Die andere Variante, mit der ihr Musik vom iPhone kabellos an Verstärker und Lautsprecher usw. sendet, gibt es ja schon länger. Bei Apple heißt das ganze Airplay und eine ganze Reihe HiFi-Hersteller können die Daten in ihren Receivern empfangen. Ich selber nutze für diese Zwecke die Apple TV Box. Der Nachteil liegt einfach darin, dass die Empfangsgeräte ihrerseits kabelgebunden sind, sprich einen Stromanschluss benötigen.
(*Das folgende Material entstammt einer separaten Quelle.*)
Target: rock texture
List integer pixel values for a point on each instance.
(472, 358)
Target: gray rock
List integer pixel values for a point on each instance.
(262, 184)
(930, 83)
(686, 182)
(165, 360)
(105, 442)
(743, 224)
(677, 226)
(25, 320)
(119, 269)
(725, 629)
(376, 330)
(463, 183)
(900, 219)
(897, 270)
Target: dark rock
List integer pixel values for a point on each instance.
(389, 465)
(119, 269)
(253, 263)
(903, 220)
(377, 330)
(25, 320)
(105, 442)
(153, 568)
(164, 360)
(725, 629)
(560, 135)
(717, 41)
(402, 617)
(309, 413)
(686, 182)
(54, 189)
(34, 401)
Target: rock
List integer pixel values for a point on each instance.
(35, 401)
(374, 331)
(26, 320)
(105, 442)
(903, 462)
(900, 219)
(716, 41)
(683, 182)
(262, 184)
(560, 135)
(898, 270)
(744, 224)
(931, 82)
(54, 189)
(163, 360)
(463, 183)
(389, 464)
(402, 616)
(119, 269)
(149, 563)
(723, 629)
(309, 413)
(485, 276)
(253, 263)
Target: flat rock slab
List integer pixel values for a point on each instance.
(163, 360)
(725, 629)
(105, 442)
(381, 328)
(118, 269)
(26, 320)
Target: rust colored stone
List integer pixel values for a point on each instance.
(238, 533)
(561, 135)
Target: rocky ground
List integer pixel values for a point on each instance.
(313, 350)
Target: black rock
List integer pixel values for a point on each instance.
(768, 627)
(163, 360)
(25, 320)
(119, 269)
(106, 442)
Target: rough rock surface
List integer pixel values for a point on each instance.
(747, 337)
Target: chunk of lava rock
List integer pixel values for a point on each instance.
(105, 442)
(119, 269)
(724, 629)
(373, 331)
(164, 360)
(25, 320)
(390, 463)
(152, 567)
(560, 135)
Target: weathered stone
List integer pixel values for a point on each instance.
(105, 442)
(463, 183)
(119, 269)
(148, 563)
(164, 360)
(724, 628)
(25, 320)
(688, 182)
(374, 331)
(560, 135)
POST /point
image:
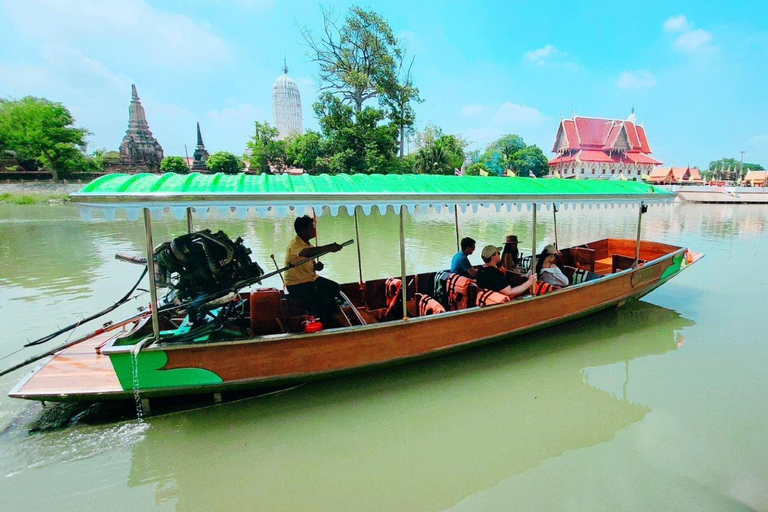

Nach dem ich im Sommer das ein oder andere JBL Model im Schwimmbad gesehen und gehört hatte, habe ich mich dann mal intensiv damit beschäftigt und mich dann kurz vor Weihnachten für das größte Modell JBL Xtreme entschieden.

Warum das Xtreme Modell?

Musik soll Spaß machen und dazu gehört bei mir auch ein gewisses Bassvolumen. Nicht das ich überall noch einen Subwoofer dazustelle, wenn ich Musik hören möchte, aber selbst klassische Musik oder normale Pop-Hintergrundmusik macht wenig Spaß, wenn das Bassfundament fehlt. Von Party und ähnlichen Anlässen einmal ganz zu schweigen. Bass setzt aber, trotz aller technischen Tricks, immer ein gewisses Volumen voraus. Dies hat die JBL Xtreme zu bieten. Das damit der Transport immer schwieriger wird, stört mich ind em Fall nicht. Ich will die Box nicht im Rucksack immer mit mir rumschleppen. Und für einen gelegentlichen Transport packt man sie schnell ins Auto oder benutzt den praktischen Umhängegurt, der ruck-zuck per Karabiner eingehakt ist.

Bedienung

Es gibt wenig zu bedienen am JBL Xtreme. Zunächst einmal muss er natürlich mit Energie betankt werden. Dies erfolgt über ein Steckernetzteil. Sämtliche Anschlüsse: 2 x USB, Steckernetzteil und Aux-Eingang, befinden sich im unteren Teil der Box – verdeckt durch einen Reißverschluss. Die USB-Anschlüsse werden genutzt, um MP3-Dateien zuzuspielen oder um zum Beispiel Smartphones zu laden – wofür bei dem Potenten eingebauten Akku meistens genug Reserven vorhanden sind.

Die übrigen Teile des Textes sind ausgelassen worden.